Dysfunctional as today’s world may seem to many of us, it is working fairly well for those who are in power. They have a great deal invested in maintaining the “status quo”, and in making sure that whatever changes do happen don’t have any great effect on them. They also have a lot of resources to bring to bear on pursuing those ends, and a lot of avenues to go down before they run out of alternatives.

The other 80% of us, who are just along for the ride so to speak, still rely on industrial society for the necessities of life. We are hardly self sufficient at all, dependent on “the system” to a degree that is unprecedented in mankind’s history and prehistory. As unhappy as we may be with the way things are at present, it’s hard to imagine collapse without a certain amount of trepidation. Denial is a very common response to this situation.

Some of us, though, aren’t very good at denial. Even if we only follow the news on North American TV, which largely ignores the rest of the world, we’ve seen lots of disturbing events in the last year or two and it is hard not to wonder if they are leading up to something serious. Many people in the “collapse sphere” are predicting a major disturbance in the next few years, and some think that this will be the one that us takes down—all the way.

I definitely agree that something is about to happen, but I don’t think it is going be the last straw. Just one more step along the way.

As always, I am directing this mainly to those who are not highly “collapse aware”, so a closer look at what’s going on and what this next big bump might look like would seem to be a good idea. And of course I am making generalizations in what follows. As always, things will vary a good bit between different areas and at different times, and all of this will affect people of the various social classes differently. Also beware that I am not an economist, just a layman who has been watching the field with keen interest for some time. What follows is a summary of what I have learned, in a field where there is lots of disagreement and where the experts themselves have been wrong again and again.

Despite all the optimistic talk about renewable energy, we are still dependent on fossil fuels for around 87% of our energy needs, and those needs are largely ones that cannot be met by anything other than fossil duels, especially oil. While it is true that fossil fuels are far from running out, the amount of surplus energy they deliver (the EROEI—”energy returned on energy invested”) has declined to the point where it no longer supports robust economic growth. Indeed, since the 1990s, real economic growth has largely stopped. What limited growth we are seeing is based on debt, rather than an abundance of surplus energy. And various adjustments to the way GDP is calculated have made the situation seem less serious that it really is.

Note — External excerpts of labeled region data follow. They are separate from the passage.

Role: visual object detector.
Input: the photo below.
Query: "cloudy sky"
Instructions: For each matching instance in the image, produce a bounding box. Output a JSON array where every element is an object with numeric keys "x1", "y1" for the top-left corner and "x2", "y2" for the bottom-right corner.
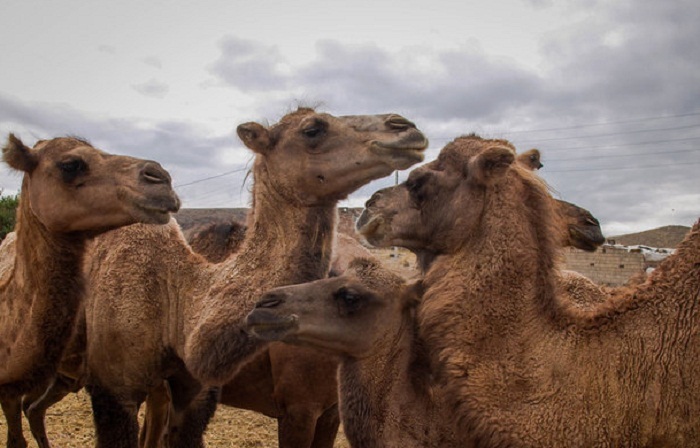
[{"x1": 0, "y1": 0, "x2": 700, "y2": 235}]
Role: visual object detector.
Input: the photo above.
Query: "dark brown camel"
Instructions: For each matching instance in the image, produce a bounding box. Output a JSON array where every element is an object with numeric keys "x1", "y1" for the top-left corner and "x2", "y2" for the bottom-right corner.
[
  {"x1": 80, "y1": 109, "x2": 427, "y2": 447},
  {"x1": 247, "y1": 258, "x2": 465, "y2": 448},
  {"x1": 386, "y1": 136, "x2": 700, "y2": 447},
  {"x1": 0, "y1": 134, "x2": 180, "y2": 448}
]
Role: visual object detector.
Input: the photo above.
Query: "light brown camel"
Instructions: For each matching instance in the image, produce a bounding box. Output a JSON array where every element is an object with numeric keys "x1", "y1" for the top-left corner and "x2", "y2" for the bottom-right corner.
[
  {"x1": 388, "y1": 136, "x2": 700, "y2": 447},
  {"x1": 189, "y1": 228, "x2": 372, "y2": 448},
  {"x1": 517, "y1": 148, "x2": 544, "y2": 171},
  {"x1": 247, "y1": 258, "x2": 464, "y2": 448},
  {"x1": 82, "y1": 109, "x2": 427, "y2": 446},
  {"x1": 0, "y1": 134, "x2": 180, "y2": 448}
]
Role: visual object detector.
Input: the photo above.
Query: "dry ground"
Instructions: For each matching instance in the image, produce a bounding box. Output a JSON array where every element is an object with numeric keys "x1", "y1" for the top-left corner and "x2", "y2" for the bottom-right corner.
[{"x1": 0, "y1": 250, "x2": 415, "y2": 448}]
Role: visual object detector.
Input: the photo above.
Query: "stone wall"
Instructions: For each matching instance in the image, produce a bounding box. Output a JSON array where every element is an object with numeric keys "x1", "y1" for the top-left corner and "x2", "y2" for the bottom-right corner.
[{"x1": 565, "y1": 245, "x2": 648, "y2": 286}]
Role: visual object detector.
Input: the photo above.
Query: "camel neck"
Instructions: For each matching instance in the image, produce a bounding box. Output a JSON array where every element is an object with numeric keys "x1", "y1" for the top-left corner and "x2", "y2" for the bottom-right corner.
[
  {"x1": 241, "y1": 187, "x2": 337, "y2": 284},
  {"x1": 338, "y1": 312, "x2": 434, "y2": 447},
  {"x1": 0, "y1": 194, "x2": 85, "y2": 389}
]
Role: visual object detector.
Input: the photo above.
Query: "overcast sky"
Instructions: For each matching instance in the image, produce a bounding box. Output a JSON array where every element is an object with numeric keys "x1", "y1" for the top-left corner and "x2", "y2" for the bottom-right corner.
[{"x1": 0, "y1": 0, "x2": 700, "y2": 235}]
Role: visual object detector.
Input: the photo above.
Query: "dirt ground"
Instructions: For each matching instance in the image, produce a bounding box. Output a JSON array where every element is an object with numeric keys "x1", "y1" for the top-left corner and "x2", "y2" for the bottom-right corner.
[{"x1": 0, "y1": 250, "x2": 415, "y2": 448}]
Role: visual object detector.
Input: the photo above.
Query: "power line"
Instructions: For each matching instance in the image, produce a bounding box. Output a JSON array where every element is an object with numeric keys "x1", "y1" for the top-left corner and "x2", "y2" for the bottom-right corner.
[
  {"x1": 544, "y1": 148, "x2": 700, "y2": 162},
  {"x1": 500, "y1": 112, "x2": 700, "y2": 134},
  {"x1": 519, "y1": 124, "x2": 700, "y2": 144},
  {"x1": 547, "y1": 162, "x2": 700, "y2": 173},
  {"x1": 173, "y1": 168, "x2": 248, "y2": 188},
  {"x1": 524, "y1": 137, "x2": 700, "y2": 152}
]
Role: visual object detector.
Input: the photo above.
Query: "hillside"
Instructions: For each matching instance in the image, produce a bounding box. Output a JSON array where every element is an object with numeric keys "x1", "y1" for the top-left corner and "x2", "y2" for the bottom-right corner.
[
  {"x1": 607, "y1": 226, "x2": 690, "y2": 248},
  {"x1": 175, "y1": 207, "x2": 690, "y2": 248}
]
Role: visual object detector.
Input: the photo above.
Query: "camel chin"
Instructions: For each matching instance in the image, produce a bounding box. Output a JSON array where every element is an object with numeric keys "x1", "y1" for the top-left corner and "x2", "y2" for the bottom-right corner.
[{"x1": 246, "y1": 309, "x2": 299, "y2": 341}]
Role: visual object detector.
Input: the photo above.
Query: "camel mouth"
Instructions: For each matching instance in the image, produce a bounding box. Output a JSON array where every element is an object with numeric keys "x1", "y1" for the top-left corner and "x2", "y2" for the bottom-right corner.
[
  {"x1": 357, "y1": 214, "x2": 384, "y2": 241},
  {"x1": 246, "y1": 310, "x2": 299, "y2": 341},
  {"x1": 370, "y1": 142, "x2": 425, "y2": 170},
  {"x1": 133, "y1": 195, "x2": 180, "y2": 224}
]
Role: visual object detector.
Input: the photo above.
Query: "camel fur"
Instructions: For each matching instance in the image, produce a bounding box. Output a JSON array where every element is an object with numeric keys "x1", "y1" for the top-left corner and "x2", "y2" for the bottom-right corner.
[
  {"x1": 394, "y1": 136, "x2": 700, "y2": 447},
  {"x1": 86, "y1": 109, "x2": 427, "y2": 447},
  {"x1": 0, "y1": 134, "x2": 180, "y2": 448},
  {"x1": 247, "y1": 258, "x2": 464, "y2": 448}
]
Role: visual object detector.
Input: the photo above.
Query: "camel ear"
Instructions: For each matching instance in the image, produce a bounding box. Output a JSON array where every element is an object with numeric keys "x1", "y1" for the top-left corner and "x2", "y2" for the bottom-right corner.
[
  {"x1": 402, "y1": 280, "x2": 425, "y2": 308},
  {"x1": 2, "y1": 134, "x2": 39, "y2": 173},
  {"x1": 516, "y1": 148, "x2": 544, "y2": 171},
  {"x1": 467, "y1": 146, "x2": 515, "y2": 185},
  {"x1": 241, "y1": 122, "x2": 270, "y2": 153}
]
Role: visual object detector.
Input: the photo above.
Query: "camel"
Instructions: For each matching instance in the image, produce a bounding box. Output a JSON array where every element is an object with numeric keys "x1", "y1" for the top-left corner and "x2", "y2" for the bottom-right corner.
[
  {"x1": 188, "y1": 228, "x2": 372, "y2": 448},
  {"x1": 382, "y1": 135, "x2": 700, "y2": 447},
  {"x1": 355, "y1": 150, "x2": 605, "y2": 277},
  {"x1": 517, "y1": 148, "x2": 544, "y2": 171},
  {"x1": 247, "y1": 258, "x2": 464, "y2": 448},
  {"x1": 0, "y1": 134, "x2": 180, "y2": 448},
  {"x1": 86, "y1": 108, "x2": 427, "y2": 446},
  {"x1": 23, "y1": 213, "x2": 372, "y2": 448}
]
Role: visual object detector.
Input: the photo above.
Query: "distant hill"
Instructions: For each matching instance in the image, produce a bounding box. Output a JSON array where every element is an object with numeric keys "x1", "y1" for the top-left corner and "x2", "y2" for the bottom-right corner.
[
  {"x1": 174, "y1": 207, "x2": 690, "y2": 248},
  {"x1": 173, "y1": 208, "x2": 248, "y2": 231},
  {"x1": 607, "y1": 226, "x2": 690, "y2": 248}
]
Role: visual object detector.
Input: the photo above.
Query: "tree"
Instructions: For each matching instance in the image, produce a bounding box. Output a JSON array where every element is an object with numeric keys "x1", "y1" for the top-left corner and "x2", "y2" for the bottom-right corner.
[{"x1": 0, "y1": 190, "x2": 19, "y2": 241}]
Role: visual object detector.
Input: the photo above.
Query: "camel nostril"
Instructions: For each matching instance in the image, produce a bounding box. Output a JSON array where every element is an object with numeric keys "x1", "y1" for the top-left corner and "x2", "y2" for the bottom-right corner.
[
  {"x1": 386, "y1": 115, "x2": 416, "y2": 130},
  {"x1": 255, "y1": 293, "x2": 284, "y2": 308},
  {"x1": 141, "y1": 162, "x2": 170, "y2": 184}
]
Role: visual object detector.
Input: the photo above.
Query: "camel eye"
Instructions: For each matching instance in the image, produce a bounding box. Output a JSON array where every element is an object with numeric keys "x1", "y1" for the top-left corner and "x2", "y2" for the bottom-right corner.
[
  {"x1": 406, "y1": 176, "x2": 425, "y2": 203},
  {"x1": 301, "y1": 120, "x2": 327, "y2": 138},
  {"x1": 334, "y1": 288, "x2": 362, "y2": 315},
  {"x1": 57, "y1": 158, "x2": 88, "y2": 182}
]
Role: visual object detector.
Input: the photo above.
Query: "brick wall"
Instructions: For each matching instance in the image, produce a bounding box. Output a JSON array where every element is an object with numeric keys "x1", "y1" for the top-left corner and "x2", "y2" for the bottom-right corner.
[{"x1": 565, "y1": 246, "x2": 647, "y2": 286}]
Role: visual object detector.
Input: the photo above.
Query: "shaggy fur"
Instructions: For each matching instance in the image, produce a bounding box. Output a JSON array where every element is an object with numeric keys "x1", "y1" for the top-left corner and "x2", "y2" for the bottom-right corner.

Because of the growth situation, investors looking for good returns on their money have been hard pressed to find any and so have turned to riskier investments, which has resulted in speculative bubbles and subsequent crashes. The thing about bubbles is they are based on trust. Trust in some sort of investment that in saner times would be recognized for the risky proposition it really is. But always there comes a day when the risk becomes obvious, people rush to get out, and the bubble crashes.

The dot com bubble was the first to burst in this century, and the real estate bubble in the US was the next, leading to the crash of 2008.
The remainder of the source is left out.